Sommige gemeentepredikanten zijn op het internet helemaal aan het zicht onttrokken en zo goed als onvindbaar en daarmee ook zo goed als onbenaderbaar – dat roept dan wel weer allerlei vragen bij mij op over het ideaal van een kerk in het midden van de samenleving, maar dat is een ander onderwerp. Voor het benaderen van iemand uit deze groep is het Jaarboek wel handig.
Ledentallen
Het grootste gemis vind ik persoonlijk het ontbreken van gegevens over de ledentallen van een gemeente. De websites van gemeenten bieden die meestal niet. Ze geven echter inzicht in de situatie van een gemeente.

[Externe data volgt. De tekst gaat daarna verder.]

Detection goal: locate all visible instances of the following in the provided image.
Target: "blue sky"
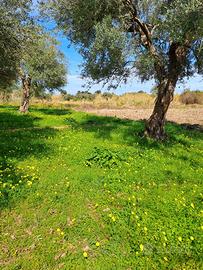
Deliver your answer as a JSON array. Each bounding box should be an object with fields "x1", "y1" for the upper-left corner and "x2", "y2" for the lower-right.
[{"x1": 59, "y1": 36, "x2": 203, "y2": 94}]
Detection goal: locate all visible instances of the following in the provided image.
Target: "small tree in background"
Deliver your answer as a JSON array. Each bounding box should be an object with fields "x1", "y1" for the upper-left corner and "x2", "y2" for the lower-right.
[
  {"x1": 42, "y1": 0, "x2": 203, "y2": 140},
  {"x1": 20, "y1": 29, "x2": 66, "y2": 113}
]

Het valt me in dit verband op dat best veel gemeenten vacant zijn, zeker in bepaalde classes. Veel van die gemeenten zullen om financiële redenen een kerkelijk werker in dienst hebben. Sommige zullen echter zelfs daarvoor te klein zijn. Andere, vooral de grotere, wachten echter op een predikant. Ledentallen zouden behulpzaam zijn voor het maken van de juiste inschatting. Ik zie persoonlijk niet goed in, waarom het gegeven van de ledentallen niet meer kan worden opgenomen. Dat zal toch niet ten gevolge van de AVG zijn, lijkt me.
Conclusie
Kortom. Ik vraag me al met al af, wat het Jaarboek nog een extra’s te bieden heeft. Alle beschikbare data van gemeenten en predikanten staan weliswaar bij elkaar, maar ze zijn zonder nadere gegevens nauwelijks bruikbaar. Het internet biedt voor en over individuele gemeenten en predikanten ‘voor gewone werkzaamheden’ vaak meer. Emerituspredikanten, predikanten in algemene dienst en predikanten met een bijzondere opdracht, om de meest voorkomende andere categorieën te noemen, staan hier bij elkaar. Maar met welk nut? Het kan handig zijn als je een naam weet, maar de contactgegevens kwijt bent bijvoorbeeld. Maar rechtvaardigt dat een Jaarboek als dit?
Ik gaf het in het begin al aan. Het Jaarboek heeft in deze vorm nauwelijks meer een functie en het zou daarom wel eens het laatste kunnen zijn geweest.